The Bush administration repeatedly has called for more study of global warming. It is disappointing to learn, then that the White House recently deleted inconvenient climate findings from a state-of-the-environment report, promoting instead an industry-funded study so widely discredited that the editors of the journal publishing it have resigned. The administration's actions are eerily reminiscent of the tobacco industry's refusal to acknowledge the harms of smoking.
Rather than hiding the facts, the administration should endorse cost-effective solutions. Instead, EPA has hushed up its own findings that a plan to limit greenhouse gases along with other power-plant emissions would save more lives and produce about $50 billion more in health savings at an extra cost of just $2.2 billion.

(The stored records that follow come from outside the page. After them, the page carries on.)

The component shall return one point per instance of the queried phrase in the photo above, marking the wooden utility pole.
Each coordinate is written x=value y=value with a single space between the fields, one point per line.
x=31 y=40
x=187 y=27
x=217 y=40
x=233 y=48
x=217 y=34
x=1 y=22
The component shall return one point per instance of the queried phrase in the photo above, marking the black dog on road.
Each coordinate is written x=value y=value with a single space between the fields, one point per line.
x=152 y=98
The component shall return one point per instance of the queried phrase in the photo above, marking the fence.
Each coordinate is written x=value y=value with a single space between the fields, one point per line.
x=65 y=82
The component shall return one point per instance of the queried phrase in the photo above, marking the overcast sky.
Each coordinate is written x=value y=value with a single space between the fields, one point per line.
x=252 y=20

If the United States doesn't start to address global warming economically, businesses could find it far costlier to make steeper pollution cuts down the road. Several major companies like our climate partners BP, DuPont and Shell are commendably cutting greenhouse gasses today. Voluntary actions, however will not give us the guaranteed nationwide emissions reductions we need.
Fortunately, leaders in Congress are standing up. The Climate Stewardship Act by Senators John McCain (R-AZ) and Joseph Lieberman (D-CT) has emerged as the litmus test of political responsibility on the gravest environmental problem of our age.
A Massachusetts Institute of Technology study shows the bill's impact on the economy would be negligible. With bipartisan support growing, the bill is scheduled to be voted on this fall as a free-standing measure. We hope the president will come to support it. Over time, with your help, we will make it imperative that elected officials support action to protect us and our children from this looming threat.